Herhangi bir yapıt “gerçek” değerine ne zaman ulaşır? Şiirin toplumdaki yansıması önemli midir şair için?
Bir yapıtın “gerçek” değerini bulacağı zamanı, sanırım kimse belirleyemez. Bir şiir, bütün diğer şiirlerin bir sonucudur. Bu nedenle onun değerini belirleyen yine şiir ortamıdır. Doğru, yeterli, özgür bir eleştiri ortamı, bir şiirin değerinin ortaya çıkmasını sağlayabilir. Buna karşın, bir şiirin toplumdaki karşılığı, buna “popülaritesi” demek istiyorsanız, bu yanıltıcı olabilir. Yani yaygın olarak okunan bir şiir, her zaman “gerçek” olmayabilir. Bazı nedenlerle hiç okunmayan bir şiir de gerçek karşılığını süreç içinde bulabilir. Bu değer sorunu biraz da görecedir. Örneğin Borges’in kendi ülkesi Arjantin’de pek fazla okunmazken, İngiltere’de epey ünlü olduğunu biliyorum.
Şiirinizin başlangıçtan bugüne kadar yaşadığı değişimde neler etkili oldu?
Daha önceki bir konuşmamda da belirtmiştim, ilk kitabım “Yaşanan”, 1983 yılında yayımlandığında, 1980 faşist askeri darbesinin etkisi tüm yakıcılığıyla üzerimdeydi. O yıllarda bir genç şair olarak, duyarlılığımın bu yönde gelişmesi doğal karşılanmalı. Ne var ki o günlerde bu denli ağır bir yaşantıyı şiire taşıyacak yeterli poetik bilinç düzeyimden söz edemem. Bu nedenle, o dönemin toplumcu şairlerinden, özellikle 1940 kuşağı şairlerinden etkilenmelerle bir şiirsel üslup geliştirmeye çalıştığım doğrudur. Yani anlamın daha yüzeyde olduğu, anlamın görsel tasarımıyla, imgeyle söylemek yerine anlamın kendisiyle daha çok yazılan bir şiir… Şiirimde daha çok soyut ve genel bir dil egemendi. Ta ki üçüncü şiir kitabım “Sınır ve Sonsuz”daki şiirlerde kısmen somut ve tikel bir dili oluşturabildim. Bireyci ve bunalımcı bir burjuva diline yöneldiğimi öne sürenler oldu. Oysa ideolojik olarak baştan beri aynı çizgideydim. Tiyatro, mitoloji, tarih gibi söylem biçimlerinden de yararlanarak, onuncu şiir kitabım olan “Rüya Zamanı”na kadar geldim. İşte “Gittikçe Yakın” aslında şiirsel ilgilerime, kaynaklarıma yönlendirmesi açısından büyük ölçüde bu serüvenimin de açıklaması sayılabilir.

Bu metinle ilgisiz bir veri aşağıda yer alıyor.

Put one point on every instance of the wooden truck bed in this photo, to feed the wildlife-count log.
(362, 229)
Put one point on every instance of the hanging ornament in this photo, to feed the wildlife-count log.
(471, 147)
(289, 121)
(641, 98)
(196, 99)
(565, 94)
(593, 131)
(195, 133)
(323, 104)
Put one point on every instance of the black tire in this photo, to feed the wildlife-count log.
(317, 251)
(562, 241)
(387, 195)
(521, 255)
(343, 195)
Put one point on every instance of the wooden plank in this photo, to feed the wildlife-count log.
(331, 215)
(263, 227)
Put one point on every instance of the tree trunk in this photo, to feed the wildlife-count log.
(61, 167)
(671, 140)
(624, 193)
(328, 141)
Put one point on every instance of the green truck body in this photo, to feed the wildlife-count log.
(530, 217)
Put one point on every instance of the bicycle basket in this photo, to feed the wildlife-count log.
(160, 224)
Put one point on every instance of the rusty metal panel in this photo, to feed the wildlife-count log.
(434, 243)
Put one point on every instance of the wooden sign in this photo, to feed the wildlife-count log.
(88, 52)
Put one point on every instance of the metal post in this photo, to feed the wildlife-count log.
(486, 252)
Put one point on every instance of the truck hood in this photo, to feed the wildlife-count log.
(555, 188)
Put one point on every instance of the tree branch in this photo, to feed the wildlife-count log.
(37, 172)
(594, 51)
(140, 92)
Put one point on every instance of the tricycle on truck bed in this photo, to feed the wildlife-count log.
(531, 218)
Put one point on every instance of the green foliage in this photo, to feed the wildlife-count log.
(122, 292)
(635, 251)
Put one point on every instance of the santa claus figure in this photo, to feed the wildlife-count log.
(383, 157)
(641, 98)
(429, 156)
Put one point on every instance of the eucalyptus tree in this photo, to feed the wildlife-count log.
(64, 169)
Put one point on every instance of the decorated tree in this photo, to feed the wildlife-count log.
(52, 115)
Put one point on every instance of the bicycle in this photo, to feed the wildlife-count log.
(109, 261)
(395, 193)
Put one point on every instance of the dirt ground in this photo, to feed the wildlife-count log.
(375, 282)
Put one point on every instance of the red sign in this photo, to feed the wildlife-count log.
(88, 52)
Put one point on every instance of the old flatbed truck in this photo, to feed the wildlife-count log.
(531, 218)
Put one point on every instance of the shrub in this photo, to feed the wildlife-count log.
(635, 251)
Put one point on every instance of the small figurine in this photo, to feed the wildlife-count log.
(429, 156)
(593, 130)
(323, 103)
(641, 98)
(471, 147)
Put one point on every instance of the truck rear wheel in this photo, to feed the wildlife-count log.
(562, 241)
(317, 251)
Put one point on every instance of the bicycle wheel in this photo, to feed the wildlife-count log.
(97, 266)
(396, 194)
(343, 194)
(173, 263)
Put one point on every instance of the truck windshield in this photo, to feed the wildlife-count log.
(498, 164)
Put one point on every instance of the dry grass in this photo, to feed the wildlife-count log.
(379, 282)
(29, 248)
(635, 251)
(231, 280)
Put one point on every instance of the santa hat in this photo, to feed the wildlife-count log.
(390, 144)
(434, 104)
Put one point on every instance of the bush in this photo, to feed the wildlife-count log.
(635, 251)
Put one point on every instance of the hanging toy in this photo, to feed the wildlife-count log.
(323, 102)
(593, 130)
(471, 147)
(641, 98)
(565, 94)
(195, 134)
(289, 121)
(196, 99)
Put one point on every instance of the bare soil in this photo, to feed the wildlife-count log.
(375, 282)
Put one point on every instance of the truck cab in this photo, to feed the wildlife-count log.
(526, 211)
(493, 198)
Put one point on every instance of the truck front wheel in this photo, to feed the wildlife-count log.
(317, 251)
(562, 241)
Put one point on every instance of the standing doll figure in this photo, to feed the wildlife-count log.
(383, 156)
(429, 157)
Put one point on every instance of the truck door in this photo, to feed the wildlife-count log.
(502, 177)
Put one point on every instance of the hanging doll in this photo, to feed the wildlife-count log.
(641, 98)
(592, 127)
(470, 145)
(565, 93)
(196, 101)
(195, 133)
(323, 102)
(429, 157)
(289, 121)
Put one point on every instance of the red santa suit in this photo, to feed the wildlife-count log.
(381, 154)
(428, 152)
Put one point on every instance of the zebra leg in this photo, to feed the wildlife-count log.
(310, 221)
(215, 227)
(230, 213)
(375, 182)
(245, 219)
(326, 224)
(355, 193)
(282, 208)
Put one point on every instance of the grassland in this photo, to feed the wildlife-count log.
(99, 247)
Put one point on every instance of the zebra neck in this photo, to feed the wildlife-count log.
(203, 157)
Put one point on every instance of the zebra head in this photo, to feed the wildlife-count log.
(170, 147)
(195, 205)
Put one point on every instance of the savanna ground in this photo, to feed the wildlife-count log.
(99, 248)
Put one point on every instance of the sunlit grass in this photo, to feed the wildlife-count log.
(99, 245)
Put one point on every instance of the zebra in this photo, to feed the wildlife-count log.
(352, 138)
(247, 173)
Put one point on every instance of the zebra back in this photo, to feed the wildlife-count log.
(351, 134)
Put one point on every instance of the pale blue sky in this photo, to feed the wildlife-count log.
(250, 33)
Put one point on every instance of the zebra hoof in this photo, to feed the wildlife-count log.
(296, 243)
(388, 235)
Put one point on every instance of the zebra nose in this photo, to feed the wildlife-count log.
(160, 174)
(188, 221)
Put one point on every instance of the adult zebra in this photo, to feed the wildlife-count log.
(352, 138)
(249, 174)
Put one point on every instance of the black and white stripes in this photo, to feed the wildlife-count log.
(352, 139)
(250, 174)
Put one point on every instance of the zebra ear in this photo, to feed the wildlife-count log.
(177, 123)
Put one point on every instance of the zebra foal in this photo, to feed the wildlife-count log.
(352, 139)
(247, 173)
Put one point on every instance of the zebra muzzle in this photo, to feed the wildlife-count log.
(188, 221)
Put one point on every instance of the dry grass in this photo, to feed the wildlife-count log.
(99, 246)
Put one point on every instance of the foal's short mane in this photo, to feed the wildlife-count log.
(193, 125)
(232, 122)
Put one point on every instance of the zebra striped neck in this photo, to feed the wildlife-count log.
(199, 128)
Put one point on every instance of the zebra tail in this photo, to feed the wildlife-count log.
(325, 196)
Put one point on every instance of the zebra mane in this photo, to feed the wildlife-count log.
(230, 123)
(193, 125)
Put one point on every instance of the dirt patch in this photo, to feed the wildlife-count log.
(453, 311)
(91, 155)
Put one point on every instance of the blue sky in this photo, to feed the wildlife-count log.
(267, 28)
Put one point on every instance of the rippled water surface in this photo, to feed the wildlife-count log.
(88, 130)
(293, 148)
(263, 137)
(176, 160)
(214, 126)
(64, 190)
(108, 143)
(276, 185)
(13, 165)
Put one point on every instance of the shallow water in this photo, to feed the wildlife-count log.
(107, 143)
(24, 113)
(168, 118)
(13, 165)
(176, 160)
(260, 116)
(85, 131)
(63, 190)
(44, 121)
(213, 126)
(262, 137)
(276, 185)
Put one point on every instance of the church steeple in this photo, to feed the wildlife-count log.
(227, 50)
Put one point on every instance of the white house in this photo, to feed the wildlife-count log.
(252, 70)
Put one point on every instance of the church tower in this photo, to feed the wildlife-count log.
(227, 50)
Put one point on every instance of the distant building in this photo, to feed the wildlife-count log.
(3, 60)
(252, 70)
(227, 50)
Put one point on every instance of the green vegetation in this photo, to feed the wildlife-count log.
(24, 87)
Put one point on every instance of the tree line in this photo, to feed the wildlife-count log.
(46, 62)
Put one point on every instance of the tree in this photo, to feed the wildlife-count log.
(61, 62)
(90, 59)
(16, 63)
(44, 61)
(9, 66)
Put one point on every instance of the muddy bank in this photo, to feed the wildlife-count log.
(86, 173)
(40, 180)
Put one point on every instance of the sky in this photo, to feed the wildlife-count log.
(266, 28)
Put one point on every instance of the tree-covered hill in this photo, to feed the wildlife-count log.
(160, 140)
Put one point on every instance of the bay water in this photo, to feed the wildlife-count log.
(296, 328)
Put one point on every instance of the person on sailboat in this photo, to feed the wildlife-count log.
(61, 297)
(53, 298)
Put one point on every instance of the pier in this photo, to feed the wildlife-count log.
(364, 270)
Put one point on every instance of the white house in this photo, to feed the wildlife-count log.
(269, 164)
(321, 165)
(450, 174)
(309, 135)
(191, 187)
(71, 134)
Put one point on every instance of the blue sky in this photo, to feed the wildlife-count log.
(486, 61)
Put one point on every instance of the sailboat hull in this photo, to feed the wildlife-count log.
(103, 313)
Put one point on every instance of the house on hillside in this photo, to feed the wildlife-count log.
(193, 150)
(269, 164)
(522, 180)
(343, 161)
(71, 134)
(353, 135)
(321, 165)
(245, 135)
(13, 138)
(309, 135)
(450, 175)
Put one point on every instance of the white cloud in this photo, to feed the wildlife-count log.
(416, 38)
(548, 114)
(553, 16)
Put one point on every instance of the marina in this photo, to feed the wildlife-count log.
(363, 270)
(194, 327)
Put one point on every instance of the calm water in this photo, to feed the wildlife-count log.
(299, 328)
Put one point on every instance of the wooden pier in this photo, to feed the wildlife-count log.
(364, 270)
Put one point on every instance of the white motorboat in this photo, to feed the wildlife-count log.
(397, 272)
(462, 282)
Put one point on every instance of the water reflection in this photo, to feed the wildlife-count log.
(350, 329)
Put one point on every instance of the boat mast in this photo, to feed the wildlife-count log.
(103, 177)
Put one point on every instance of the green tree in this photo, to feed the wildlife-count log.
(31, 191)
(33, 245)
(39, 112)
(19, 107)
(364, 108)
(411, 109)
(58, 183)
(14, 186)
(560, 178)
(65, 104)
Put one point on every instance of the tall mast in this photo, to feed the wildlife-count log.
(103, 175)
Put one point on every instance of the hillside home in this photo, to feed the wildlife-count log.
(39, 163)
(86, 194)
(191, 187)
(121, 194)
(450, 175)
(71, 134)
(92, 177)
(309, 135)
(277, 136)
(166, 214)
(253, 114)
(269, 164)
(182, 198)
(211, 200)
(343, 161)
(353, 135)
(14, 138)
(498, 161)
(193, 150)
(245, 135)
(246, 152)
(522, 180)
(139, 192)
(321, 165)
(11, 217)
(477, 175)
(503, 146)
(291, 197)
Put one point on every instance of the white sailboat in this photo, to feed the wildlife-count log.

Edebiyatımızda bir “kuşak” sorunu mu var? Şair bireysel olarak mı daha anlamlı, değerlidir?
Böyle bir sorun yok. Ayrıca bu bence şiir içi bir konu değil ve bu konuyu sorun edinenler de gerçekte şiir dışı olanlar. Gerçi bir şeyi açıklayabilmek için şematize etmek, kategorilere ayırmak gerekli olabilir. Ama bunu yaparken doğru ölçütler ve uygun yöntemler kullanmak gerekir. Edebiyat tarihiyle ilgilenenler, süreç içinde ilerleyen şiiri de değerlendirebilmek için bazı kuşak tanımları yapıyorlar. İşte 1940 kuşağı, 1950 kuşağı gibi. Son yıllarda bir kuşak değerlendirmesi daha oluştu: 1980 kuşağı. Benim de içinde sayıldığım 1980 kuşağı, dil estetiğini önemseyen, okuyan, şiirin entelektüel bir etkinlik olduğunun farkında olan bir kuşak. Kendinden önceki şiir deneyimlerini (“1940 kuşağı”, “1950 kuşağı”) anlamaya çalışan, onlardan yararlanan bir kuşak. Antropolojik ilgiler, dinsel ve tinsel duyarlılıklar, imgesel arayışlar, marjinal ilgiler bu kuşağın özellikleri oldu. “1980 kuşağı” denilince, homojen bir yapılanma, bir manifesto çevresinde toplanma gibi bir hareket anlaşılmamalı. 1980 kuşağını oluşturan şairlerin hepsi de tek tek parlayan yıldızlar gibi, kendilerine özgü özellikleriyle şiirsel ilerleme kaydettiler.